Elena Ericheva

M.D

botkin.ai

Lead Data Scientist

NLST (Learn more about this study)

NLST-508

May 8, 2019

Attention-based deep learning approach for simultaneous cancer risk assessment and nodule detection in CT lung screening

The new CAD-approach based deep learning model is proposed for lungs computer tomography screening task. The purpose of screening is to detect cancer at an earlier stage, when treatment options are better. Screening will mean a significant increase in reading efforts for radiologists. Automated detection systems (CADs) have been developed to help radiologists read the exam and thus potentially make lung cancer screening more economical. The cost-effectiveness of the lung cancer screening program is affected by the treatment protocol for pulmonary nodules [0]. Differentiation of high-risk nodules from low-risk nodules based on the characteristics of the nodules remains a challenge [1, 2]. Proposed screening model is a part of full computer-assisted medical image analysis pipeline used as CAD system for early lung cancer diagnosis. To perform over open sourced approaches as well as known challenges winners results (as benchmark) the model utilizes pretrained backbone from false positive reduction network architecture from the pipeline to initialize screening model, negative mining method as fine-tune step in FPR training process, attention gates as fusion layers. Weighting 3D attention in Detector scales the low level query signal in segmentation task by an element-wise product and retains only relevant activations.Ranging self-attention in Screening parts of the pipeline learns to compute the weights for each of these presentation before summing them together to deal well with inconstant number of inputs. Also model accepts multiple inputs which work as different receptive fields from input image. Farther we trained all parts of pipeline independently on different datasets: Detector and FPR networks were trained on LUNA16 while Screening should be trained on NLST. Although our results are promising, we recognize that the test suite used in our experiments is relatively small, and our results require further theoretical and clinical testing.

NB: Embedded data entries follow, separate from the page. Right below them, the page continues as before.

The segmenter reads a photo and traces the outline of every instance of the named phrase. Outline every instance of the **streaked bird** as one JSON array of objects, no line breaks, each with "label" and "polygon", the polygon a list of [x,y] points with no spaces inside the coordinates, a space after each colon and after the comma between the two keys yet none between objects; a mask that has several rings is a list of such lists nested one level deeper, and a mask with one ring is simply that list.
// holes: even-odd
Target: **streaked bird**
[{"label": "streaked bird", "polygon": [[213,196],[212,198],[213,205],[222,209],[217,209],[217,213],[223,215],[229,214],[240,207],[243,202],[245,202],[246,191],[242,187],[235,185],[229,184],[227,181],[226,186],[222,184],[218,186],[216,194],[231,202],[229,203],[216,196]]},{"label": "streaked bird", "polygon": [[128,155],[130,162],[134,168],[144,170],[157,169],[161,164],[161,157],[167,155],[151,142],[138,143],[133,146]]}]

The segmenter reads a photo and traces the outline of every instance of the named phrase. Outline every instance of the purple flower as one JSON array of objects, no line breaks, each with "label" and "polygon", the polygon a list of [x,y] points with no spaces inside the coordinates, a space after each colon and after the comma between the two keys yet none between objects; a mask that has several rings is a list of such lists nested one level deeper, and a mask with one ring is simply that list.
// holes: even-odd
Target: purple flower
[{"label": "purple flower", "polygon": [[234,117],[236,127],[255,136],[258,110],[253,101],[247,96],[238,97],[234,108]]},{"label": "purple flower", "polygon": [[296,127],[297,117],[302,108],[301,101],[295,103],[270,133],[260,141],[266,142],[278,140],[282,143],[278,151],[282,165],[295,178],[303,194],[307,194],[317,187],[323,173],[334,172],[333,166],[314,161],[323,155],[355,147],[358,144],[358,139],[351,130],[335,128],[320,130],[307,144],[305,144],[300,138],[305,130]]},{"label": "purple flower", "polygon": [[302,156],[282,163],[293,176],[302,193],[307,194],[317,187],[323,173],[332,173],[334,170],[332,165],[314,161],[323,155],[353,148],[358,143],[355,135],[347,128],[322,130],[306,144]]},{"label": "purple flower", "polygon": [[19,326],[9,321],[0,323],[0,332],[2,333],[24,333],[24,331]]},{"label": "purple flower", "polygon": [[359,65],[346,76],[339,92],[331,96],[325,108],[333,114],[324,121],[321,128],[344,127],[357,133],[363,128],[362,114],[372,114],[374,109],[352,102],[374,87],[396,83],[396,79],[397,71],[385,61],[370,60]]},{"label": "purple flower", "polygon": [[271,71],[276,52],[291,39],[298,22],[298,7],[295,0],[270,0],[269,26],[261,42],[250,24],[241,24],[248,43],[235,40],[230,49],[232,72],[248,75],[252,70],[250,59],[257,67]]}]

[0] Tammemagi MC, Cressman S, Lam S. Resource utilization and costs during the initial years of lung cancer screening with computed tomography in canada. J Thorac Oncol 9(10), pages 1449–1458,2, 2014.
[1] Nath PH, Kazerooni E, Amorosa J Pinsky PF, Gierada DS. National lung screening trial: variability in nodule detection rates in chest ct studies.Radiology 268(3), pages 865–873, 3, 2013.
[2] Fineberg NS et al Singh S, Pinsky P. Evaluation of reader variability in the interpretation of follow-up ct scans at lung cancer screening.Radiology 259(1), pages 263–270, 2011.